È convinto che anche i cani, suoi animali preferiti, possiedono le stesse caratteristiche. Munthe suggeriva di non abbatterli con il veleno; un metodo, contrariamente a quanto si credeva, molto doloroso. Il modo più compassionevole di porre fine alle sofferenze di una cane, praticato dallo stesso Munthe, è sparargli attraverso l’orecchio. I cani di Axel Munthe sono sepolti sotto i cipressi di Materita.

I cani della regina Vittoria

Da Vittoria, a quel tempo principessa ereditaria e in seguito regina di Svezia, Munthe ricevette in regalo due cani: uno si chiamava Yallah, l’altro era un cane lappone di nome Tappio. Munthe contraccambiò, regalando a Vittoria il suo cane Tom. Negli anni si sarebbero regalati altri animali. Era il suo medico personale e lei condivideva il suo interesse per gli animali. Le dedicò La Storia di San Michele con le parole:

Munthe scrive:

Alla REGINA, protettrice degli animali oppressi, amica di tutti i cani” (Axel Munthe, Stoccolma, 1930, p.5)

La regina Vittoria, al pari di Munthe, era innamorata degli animali dalla più tenera età. Durante il matrimonio con Gustavo, erede al trono e in seguito re di Svezia, ebbe almeno otto cani, tra cui levrieri russi, carlini e cani lapponi. Munthe e lei condividevano la convinzione del legame speciale tra cane ed essere umano.

Riteneva che per curare un cane malato, era necessario non solo amarlo, ma anche saperlo capire.

Era convinto che fosse più semplice comprendere un cane che un essere umano e che fosse possibile leggere nella mente di un cane. Descrive il cane come fidato e fedele e afferma che, se viene trattato bene e gli si concedono piccoli privilegi, si sottomette volentieri. Il cane è in grado, a sua volta, di leggere i pensieri del suo padrone.
La presenza a San Michele di un numero imprecisato di animali è testimoniata dal figlio, Malcolm Munthe, che racconta di quando suo padre entrò, un giorno, nella stanza di Malcolm e di suo fratello, con due porcellini d’India.

I ragazzi avrebbero potuto tenere i porcellini d’India, a patto di occuparsene in modo appropriato e di non sollevarli mai tenendoli per la coda, perché sarebbero loro caduti gli occhi.
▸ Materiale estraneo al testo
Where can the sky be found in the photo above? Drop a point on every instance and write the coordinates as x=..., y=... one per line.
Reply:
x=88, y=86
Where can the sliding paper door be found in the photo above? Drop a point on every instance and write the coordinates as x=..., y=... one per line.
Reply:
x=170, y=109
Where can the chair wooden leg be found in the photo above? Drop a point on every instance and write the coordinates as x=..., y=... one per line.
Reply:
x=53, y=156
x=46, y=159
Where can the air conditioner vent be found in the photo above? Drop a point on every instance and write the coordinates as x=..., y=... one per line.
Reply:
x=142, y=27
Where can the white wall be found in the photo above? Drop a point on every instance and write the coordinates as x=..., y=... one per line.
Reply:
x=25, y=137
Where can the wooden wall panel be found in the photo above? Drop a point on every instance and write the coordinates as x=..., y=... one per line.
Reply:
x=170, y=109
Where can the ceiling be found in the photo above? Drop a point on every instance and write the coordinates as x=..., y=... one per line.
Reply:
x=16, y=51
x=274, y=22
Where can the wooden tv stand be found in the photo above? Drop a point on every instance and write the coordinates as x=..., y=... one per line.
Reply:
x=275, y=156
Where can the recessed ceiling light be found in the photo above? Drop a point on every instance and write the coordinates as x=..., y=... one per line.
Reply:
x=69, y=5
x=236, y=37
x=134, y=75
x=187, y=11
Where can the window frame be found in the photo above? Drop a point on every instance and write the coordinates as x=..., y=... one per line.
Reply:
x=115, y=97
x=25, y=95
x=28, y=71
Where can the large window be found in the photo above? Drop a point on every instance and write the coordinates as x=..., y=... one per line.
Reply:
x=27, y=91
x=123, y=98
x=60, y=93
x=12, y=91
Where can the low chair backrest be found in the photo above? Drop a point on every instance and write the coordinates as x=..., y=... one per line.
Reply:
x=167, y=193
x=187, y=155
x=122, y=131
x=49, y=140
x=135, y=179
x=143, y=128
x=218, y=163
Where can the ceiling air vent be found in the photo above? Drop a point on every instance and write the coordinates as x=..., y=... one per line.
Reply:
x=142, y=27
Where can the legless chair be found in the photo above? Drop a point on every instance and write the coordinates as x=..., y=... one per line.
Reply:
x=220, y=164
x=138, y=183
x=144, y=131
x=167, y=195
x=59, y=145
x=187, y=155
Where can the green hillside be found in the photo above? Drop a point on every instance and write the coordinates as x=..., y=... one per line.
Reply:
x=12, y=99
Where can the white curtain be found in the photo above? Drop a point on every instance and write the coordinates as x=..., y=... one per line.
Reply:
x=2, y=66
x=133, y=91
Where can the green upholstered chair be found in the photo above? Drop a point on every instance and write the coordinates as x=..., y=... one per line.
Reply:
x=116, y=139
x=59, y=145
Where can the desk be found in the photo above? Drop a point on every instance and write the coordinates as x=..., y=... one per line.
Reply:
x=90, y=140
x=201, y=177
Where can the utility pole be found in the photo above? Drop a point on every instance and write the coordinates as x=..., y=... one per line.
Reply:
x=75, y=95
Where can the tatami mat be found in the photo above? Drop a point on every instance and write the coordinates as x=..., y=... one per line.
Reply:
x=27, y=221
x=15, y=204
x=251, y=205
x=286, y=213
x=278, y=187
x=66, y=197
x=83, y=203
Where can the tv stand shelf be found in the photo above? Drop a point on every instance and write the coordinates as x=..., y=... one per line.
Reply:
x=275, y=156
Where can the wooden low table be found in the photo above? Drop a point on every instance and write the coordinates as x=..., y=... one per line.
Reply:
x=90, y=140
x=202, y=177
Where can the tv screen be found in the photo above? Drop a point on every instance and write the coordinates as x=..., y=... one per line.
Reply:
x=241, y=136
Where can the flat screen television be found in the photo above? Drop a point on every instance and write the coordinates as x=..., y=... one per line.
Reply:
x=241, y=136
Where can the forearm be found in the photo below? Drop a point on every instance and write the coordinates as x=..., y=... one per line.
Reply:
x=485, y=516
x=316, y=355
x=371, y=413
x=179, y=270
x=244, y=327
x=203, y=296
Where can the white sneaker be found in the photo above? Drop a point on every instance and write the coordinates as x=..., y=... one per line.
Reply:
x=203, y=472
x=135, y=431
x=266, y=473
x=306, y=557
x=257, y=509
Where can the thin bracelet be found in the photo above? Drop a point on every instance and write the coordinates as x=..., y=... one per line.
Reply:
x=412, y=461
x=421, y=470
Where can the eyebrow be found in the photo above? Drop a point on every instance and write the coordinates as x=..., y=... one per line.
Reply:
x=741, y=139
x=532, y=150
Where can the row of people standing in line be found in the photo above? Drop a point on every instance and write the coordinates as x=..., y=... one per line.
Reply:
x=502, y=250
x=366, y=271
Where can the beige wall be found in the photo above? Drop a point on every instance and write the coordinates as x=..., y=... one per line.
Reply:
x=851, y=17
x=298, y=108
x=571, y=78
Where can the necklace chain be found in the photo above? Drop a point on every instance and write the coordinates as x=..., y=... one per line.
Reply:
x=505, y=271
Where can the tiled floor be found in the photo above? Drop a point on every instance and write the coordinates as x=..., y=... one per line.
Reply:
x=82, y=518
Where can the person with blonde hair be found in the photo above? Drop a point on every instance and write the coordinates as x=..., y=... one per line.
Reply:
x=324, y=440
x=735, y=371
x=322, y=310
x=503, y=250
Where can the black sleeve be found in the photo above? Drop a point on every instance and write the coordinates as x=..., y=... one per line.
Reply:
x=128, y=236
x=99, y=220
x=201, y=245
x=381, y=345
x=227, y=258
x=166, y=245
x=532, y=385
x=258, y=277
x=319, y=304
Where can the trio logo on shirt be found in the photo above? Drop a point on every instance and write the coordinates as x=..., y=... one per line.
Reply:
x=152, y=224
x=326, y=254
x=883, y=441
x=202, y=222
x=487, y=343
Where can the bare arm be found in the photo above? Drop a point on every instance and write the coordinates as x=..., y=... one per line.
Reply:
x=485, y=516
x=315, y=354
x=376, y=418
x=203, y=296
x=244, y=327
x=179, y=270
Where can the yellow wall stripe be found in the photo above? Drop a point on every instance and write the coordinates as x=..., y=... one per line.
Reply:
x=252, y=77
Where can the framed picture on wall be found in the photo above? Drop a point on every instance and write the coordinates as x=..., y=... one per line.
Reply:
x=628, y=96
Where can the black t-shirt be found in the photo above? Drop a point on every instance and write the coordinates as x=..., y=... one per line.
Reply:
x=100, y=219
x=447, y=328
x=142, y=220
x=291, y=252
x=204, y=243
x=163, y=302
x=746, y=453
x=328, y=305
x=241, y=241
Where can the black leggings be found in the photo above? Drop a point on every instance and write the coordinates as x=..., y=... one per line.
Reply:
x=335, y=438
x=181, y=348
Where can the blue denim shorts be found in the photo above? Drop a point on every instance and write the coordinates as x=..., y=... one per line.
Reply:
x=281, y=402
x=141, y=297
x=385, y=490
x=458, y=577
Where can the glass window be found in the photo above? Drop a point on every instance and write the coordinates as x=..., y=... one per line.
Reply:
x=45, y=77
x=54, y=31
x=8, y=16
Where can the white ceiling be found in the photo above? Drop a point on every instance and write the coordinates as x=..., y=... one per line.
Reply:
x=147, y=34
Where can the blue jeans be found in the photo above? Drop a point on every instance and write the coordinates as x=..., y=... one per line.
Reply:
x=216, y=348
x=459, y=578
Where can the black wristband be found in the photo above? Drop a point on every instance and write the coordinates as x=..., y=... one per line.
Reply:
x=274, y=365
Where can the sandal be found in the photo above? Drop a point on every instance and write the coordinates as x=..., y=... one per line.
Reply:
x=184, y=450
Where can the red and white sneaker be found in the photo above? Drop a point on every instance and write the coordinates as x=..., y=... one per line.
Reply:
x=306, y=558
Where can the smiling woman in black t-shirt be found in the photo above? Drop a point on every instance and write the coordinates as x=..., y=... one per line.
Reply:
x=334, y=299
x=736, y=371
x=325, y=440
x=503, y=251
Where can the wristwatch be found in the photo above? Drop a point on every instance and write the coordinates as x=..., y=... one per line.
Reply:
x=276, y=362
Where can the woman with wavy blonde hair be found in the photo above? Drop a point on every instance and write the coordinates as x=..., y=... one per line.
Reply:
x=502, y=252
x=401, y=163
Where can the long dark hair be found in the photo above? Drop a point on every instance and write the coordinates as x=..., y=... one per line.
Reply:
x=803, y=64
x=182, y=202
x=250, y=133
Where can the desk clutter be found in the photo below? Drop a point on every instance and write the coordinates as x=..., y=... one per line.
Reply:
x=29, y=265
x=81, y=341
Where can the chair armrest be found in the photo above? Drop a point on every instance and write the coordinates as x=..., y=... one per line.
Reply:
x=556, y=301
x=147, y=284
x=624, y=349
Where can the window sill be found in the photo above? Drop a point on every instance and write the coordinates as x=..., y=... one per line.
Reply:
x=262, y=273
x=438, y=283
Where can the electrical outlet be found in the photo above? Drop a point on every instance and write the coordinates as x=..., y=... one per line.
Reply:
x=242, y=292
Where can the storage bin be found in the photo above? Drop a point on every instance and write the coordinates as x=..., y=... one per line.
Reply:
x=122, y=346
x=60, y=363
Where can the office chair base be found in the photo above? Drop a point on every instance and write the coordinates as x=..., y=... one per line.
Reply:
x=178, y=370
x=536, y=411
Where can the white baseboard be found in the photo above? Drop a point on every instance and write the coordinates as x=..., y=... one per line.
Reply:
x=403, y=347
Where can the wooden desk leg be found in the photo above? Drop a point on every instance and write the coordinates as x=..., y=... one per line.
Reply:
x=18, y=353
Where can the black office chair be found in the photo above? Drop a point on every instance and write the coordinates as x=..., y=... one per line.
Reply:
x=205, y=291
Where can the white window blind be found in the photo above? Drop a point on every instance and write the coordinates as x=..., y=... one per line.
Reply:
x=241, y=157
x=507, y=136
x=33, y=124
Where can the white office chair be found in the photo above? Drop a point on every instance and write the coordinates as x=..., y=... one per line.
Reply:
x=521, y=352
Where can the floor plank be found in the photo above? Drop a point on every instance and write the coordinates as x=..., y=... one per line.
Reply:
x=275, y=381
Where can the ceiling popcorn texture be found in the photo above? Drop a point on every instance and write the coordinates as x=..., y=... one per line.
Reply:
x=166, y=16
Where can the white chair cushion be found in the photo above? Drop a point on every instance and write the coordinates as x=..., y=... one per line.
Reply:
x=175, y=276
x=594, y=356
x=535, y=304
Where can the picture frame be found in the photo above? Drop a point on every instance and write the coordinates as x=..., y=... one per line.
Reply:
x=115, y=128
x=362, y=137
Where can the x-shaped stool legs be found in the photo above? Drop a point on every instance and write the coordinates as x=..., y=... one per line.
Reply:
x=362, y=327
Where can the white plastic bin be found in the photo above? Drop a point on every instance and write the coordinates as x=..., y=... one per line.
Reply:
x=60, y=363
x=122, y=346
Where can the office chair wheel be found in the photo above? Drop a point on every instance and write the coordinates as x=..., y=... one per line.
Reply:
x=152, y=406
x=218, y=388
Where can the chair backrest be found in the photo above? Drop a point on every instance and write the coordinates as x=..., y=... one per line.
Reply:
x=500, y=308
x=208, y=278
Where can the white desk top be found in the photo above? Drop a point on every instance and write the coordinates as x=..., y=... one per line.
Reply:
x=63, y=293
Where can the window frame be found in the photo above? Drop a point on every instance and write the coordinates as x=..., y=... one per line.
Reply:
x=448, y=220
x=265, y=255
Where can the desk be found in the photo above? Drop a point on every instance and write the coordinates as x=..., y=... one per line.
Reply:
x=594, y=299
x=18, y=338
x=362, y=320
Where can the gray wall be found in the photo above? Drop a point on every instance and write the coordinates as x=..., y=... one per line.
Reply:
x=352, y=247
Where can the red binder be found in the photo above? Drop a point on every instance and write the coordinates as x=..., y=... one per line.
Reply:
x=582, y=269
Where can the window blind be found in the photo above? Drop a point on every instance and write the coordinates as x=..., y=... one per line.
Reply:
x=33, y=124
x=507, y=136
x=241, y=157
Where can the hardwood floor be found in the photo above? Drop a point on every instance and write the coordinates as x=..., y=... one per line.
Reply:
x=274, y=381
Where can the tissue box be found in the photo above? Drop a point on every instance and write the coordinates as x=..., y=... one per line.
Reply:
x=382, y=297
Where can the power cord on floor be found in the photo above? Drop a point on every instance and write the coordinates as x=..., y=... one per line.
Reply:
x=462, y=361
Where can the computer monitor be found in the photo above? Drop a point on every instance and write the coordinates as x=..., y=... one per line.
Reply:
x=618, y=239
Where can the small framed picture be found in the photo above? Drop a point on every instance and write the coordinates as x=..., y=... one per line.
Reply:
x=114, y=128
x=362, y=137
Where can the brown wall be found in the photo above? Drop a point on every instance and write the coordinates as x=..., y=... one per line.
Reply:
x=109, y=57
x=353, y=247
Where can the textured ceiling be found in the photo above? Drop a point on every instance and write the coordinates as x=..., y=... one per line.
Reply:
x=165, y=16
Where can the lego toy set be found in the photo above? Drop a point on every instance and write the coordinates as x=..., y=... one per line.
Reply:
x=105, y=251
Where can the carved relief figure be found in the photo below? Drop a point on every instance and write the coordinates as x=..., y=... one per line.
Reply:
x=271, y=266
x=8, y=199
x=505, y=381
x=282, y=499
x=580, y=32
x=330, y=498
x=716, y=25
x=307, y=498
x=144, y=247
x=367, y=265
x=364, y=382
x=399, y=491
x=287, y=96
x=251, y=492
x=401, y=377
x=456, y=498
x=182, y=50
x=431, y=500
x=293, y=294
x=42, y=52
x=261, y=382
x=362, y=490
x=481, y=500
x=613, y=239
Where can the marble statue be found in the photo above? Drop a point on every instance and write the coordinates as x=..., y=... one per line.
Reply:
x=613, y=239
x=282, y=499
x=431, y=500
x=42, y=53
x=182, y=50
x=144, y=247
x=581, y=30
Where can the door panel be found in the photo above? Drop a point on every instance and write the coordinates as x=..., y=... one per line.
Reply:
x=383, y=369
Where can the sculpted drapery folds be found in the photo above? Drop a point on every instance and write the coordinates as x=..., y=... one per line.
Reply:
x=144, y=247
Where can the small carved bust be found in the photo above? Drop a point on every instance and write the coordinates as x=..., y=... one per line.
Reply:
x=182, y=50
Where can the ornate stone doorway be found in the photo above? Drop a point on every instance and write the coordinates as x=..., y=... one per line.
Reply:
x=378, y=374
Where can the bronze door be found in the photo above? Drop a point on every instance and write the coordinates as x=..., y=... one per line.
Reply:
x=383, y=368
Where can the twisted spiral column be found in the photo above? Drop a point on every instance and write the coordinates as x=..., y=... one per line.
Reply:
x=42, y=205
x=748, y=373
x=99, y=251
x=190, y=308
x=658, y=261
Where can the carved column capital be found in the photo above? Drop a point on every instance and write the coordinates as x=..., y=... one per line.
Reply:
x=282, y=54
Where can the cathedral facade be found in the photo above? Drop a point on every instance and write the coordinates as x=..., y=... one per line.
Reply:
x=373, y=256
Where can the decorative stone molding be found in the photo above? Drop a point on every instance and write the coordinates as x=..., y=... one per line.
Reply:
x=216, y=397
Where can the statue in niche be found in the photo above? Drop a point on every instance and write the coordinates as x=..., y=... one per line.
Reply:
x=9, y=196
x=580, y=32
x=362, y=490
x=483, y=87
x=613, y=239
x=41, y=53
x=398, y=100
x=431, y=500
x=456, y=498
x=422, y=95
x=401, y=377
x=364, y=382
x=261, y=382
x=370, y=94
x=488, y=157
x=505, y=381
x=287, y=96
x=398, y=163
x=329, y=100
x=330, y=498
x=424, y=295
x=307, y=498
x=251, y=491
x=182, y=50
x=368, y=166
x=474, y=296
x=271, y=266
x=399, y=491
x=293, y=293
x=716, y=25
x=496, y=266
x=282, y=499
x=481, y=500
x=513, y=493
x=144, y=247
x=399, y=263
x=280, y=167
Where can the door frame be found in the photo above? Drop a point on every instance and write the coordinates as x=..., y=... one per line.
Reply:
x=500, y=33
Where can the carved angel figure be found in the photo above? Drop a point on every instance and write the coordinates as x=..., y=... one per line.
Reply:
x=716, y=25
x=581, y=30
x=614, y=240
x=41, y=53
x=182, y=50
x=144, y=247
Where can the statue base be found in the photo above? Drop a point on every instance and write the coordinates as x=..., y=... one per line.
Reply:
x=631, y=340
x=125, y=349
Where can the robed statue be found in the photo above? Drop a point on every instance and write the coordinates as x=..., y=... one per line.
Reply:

Malcolm e il fratello cercarono a lungo le code dei porcellini d’India. I porcellini d’India si chiamavano Filemone e Bauci e furono sistemati, insieme ai conigli, dietro gli alloggi della cameriera. L’aneddoto arricchisce la personalità di Munthe sia come uomo sia come amico degli animali. Adora circondarsi di animali e non sembra preoccupato di limitarne il numero.

La bugia innocente raccontata ai figli, sulla coda dei porcellini d’India potrebbe essere letta come un modo scherzoso di far capire loro che gli animali vanno trattati con cura.

Veniamo a sapere di più sul comportamento, risaputamene eccentrico, tenuto verso i suoi simili. Poteva agire, come lui stesso ammette, in maniera poco professionale e priva di tatto con i pazienti, ma si dimostrava, al contrario, paziente e rispettoso con gli animali.
Quanto Munthe amasse gli animali si evince non solo dai tanti animali della villa e dai contributi per la protezione animale, ma anche dalle riflessioni contenute nei suoi libri. Espone le sue opinioni in ”Zoologia” in Bref och skisser:

Munthe scrive:

Ma amo gli animali, gli animali oppressi, disprezzati, e non mi importa se si ride di me, quando dico che mi trovo meglio tra loro, che in compagnia della maggior parte degli esseri umani che incontro sulla mia strada.” (Axel Munthe, “Zoologia”, Bref och skisser, Stoccolma, 1920, p. 232)

In una delle prefazioni a La Storia di San Michele annota quanto segue:

Munthe scrive:

ma almeno in un argomento non ho mai ingannato i miei lettori: nel mio amore per gli animali. Li ho amati e ho condiviso le loro sofferenze per tutta la vita. Li ho amati infinitamente più di quanto abbia mai amato i miei simili.” (Axel Munte, Stoccolma, 1930, p.25)

Munthe evidenzia di aver amato gli animali, ma, sono convinto che fu un amico altrettanto grande degli esseri umani. Non aiutava solo i suoi amati animali, ma era attivo, come lui stesso racconta, tra i bisognosi di Capri, di Napoli e di Parigi, e in molte occasioni si adoperò senza quasi compenso sia in aiuto degli animali che delle persone.

Poteva permettersi di non prendere soldi dai bisognosi, grazie alle somme esorbitanti ricevute dai pazienti facoltosi.